When I was younger, teaching was something that I kept in my back pocket for many years. I would reach down to touch it occasionally and reassure myself that it was still there, that it was something I could do if all else failed, a safety net, but I’m not sure that I was ever excited about the prospect of stepping into a classroom. And when I eventually applied, like so many floundering graduates, and started an English Secondary PGCE, it was out of desperation rather than any real calling.
Treat a man as he is and he will remain as he is. Treat a man as he can be and he will become as he can and should be.Goethe
My inspiration was Robin Williams in Dead Poet’s Society, adored and revered by his students, which is an egotistical entry point into the profession and inevitably led to disappointment. The restrictions and bureaucracy also left me cold, tired, despondent and begging to return to my uncertain world of writing, working easier jobs and enjoying life, so it was unsurprising that I didn’t end up teaching after my training.
But I learnt so much from the experience, about teaching and myself, and teaching has always played a huge part in my life, as an editor working with writers, as a volunteer in the community and as a daughter, sister, aunt, godmother and friend. I love the glow of understanding dawning on the face of the newly enlightened and the sense of empowerment that comes with knowledge. I just needed to grow more, learn more, live more and understand so much more before I could make a genuine contribution and find a unique space into which I could fit, teaching something that I believe in.

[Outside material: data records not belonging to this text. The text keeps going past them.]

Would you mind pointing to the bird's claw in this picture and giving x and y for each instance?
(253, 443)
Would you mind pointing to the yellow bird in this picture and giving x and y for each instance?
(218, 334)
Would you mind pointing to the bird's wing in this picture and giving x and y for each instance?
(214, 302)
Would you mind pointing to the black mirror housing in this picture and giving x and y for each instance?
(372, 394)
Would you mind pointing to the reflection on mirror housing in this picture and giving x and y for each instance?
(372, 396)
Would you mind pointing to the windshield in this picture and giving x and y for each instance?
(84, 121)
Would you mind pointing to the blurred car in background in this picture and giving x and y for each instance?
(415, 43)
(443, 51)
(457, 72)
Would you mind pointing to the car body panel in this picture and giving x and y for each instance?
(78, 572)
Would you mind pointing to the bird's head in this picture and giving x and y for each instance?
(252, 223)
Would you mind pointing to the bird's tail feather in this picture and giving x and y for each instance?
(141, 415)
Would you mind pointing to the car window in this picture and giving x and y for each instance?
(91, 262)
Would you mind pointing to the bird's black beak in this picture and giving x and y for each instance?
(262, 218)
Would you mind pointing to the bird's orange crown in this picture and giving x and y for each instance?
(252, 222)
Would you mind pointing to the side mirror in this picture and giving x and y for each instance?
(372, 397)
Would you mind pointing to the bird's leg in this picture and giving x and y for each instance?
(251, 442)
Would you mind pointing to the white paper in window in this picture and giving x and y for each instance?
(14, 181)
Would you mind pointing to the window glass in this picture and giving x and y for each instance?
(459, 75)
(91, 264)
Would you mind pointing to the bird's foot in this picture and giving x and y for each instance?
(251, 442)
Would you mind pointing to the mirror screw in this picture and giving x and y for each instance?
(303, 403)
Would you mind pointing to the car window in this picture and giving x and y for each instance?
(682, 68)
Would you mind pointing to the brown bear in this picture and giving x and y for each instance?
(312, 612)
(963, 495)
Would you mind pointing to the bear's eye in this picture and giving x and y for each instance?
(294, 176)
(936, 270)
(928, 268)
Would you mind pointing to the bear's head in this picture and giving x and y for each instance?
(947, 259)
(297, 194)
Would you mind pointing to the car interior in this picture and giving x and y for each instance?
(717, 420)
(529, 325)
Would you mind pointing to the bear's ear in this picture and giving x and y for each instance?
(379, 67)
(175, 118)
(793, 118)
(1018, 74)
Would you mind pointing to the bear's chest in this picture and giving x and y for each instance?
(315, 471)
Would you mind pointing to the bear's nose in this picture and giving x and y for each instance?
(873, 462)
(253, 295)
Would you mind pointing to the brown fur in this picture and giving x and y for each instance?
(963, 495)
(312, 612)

After fifteen years of working as a writer, editor and ghost writer, developing my skills and understanding the powerful processes of writing, the call to teach came again. This time, there was no desperation or ego. I simply wanted to share what I had discovered with people who want to learn and grow. I wanted to help students to write about their lives, to write creatively from life experience, to understand the power of honesty and sharing stories, and to find peace and healing in the process. And now, nothing makes me happier.